Glutaric acidemias are a group of disorders where a substance called glutaric acid builds up in urine. One type, known as glutamic acidemia type 1 (GA I), is a genetic condition where the body lacks an enzyme to break down certain amino acids properly.
This buildup of amino acids can damage the brain, affecting movement and thinking abilities. The severity of symptoms varies greatly. Some people show no signs, while others experience significant movement issues or intellectual disabilities. In babies with GA I, an enlarged head is a common sign, but it’s not exclusive to this condition. Additional symptoms often appear between 6 and 18 months, usually after an illness. Glutaric acid buildup can cause a loss of motor skills, although intelligence is often unaffected. During a “metabolic crisis,” children might experience low blood sugar, vomiting, lack of energy, and poor muscle tone. If not treated promptly, this can lead to serious complications, including brain damage and even death. Some children with GA I may have bleeding in the brain or eyes, which has been mistaken for abuse. Early diagnosis and a carefully controlled diet can prevent these crises and reduce the risk of brain damage. Specialized treatment plans, including low-protein diets and supplements, are designed with the help of metabolic specialists. When a child is sick, specific plans are in place to manage symptoms and prevent crises. Physical and occupational therapy can also be beneficial in managing the condition and improving quality of life.

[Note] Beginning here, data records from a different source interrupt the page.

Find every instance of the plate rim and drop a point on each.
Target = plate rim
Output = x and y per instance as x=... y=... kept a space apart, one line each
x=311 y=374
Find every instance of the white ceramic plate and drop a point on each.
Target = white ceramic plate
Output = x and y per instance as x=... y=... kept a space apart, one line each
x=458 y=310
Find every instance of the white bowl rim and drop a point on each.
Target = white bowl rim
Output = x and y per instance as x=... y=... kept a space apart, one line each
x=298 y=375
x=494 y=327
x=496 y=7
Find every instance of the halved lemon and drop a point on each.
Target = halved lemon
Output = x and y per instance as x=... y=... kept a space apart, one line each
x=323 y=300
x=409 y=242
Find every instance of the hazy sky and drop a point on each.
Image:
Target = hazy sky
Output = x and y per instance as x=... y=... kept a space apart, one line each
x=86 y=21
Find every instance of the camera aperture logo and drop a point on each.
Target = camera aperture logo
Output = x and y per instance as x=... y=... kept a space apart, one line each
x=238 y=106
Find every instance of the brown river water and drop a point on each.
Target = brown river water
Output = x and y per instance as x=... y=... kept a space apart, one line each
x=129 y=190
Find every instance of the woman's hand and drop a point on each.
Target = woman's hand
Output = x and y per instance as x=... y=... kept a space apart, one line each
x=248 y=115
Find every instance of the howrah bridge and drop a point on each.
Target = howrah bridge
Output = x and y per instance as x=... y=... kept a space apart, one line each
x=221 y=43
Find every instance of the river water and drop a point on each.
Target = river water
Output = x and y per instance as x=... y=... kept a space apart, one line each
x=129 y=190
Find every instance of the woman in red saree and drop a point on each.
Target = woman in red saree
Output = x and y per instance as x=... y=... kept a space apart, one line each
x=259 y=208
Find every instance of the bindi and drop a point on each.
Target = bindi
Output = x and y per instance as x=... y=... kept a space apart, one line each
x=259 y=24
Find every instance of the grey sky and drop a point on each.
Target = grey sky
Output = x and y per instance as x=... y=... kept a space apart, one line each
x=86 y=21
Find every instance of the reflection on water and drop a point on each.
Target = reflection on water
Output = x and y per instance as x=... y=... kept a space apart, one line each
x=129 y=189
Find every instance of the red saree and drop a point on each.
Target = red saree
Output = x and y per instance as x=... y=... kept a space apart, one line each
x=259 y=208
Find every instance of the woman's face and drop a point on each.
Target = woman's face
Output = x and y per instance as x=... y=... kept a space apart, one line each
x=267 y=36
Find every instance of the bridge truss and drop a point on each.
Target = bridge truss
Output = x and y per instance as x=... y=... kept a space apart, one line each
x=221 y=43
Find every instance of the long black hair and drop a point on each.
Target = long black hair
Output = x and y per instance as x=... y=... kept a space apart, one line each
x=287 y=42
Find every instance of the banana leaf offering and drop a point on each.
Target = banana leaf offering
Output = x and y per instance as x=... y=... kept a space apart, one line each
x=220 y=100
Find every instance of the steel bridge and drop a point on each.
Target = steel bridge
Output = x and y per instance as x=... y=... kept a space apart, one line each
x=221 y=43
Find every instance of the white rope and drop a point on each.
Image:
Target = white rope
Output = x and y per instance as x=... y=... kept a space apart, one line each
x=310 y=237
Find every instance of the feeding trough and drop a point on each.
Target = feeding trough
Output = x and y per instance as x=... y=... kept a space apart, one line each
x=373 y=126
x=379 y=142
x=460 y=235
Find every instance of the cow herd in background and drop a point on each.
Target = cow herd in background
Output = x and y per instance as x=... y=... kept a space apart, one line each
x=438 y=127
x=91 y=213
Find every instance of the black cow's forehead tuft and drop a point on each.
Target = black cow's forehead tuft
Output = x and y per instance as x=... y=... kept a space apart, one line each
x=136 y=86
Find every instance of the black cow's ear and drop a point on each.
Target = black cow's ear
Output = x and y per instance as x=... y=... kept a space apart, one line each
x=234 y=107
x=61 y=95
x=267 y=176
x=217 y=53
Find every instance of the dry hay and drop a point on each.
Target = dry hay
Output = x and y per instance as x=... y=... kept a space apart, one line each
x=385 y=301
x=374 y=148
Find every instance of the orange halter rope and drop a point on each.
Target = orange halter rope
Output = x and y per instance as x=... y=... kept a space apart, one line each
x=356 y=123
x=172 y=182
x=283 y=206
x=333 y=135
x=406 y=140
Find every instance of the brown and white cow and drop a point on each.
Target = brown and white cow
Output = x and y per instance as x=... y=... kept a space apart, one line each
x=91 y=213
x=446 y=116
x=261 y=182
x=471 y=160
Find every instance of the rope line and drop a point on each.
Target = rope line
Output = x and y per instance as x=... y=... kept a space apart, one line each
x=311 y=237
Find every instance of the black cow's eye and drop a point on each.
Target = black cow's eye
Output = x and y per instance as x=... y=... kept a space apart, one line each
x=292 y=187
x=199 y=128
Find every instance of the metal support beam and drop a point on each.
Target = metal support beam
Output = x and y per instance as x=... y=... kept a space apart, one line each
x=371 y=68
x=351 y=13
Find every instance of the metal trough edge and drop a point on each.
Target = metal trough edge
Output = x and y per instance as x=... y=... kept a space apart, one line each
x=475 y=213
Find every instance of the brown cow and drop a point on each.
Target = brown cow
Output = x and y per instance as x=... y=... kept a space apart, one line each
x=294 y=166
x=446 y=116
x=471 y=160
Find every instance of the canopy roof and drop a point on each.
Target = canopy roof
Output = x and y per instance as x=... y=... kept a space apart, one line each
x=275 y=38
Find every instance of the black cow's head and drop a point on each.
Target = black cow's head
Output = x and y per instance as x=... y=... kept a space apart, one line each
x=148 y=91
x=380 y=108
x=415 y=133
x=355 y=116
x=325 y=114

GA1 I is caused by pathogenic (disease-causing) variants in the GCDH gene and exhibits autosomal recessive inheritance. This means that both parents must be carriers to have a 25% chance to have a child with the condition. The risk of being a carrier is based on a person’s ancestry or ethnic background.
Other names for this condition are glutaric aciduria I and glutaryl-CoA dehydrogenase deficiency.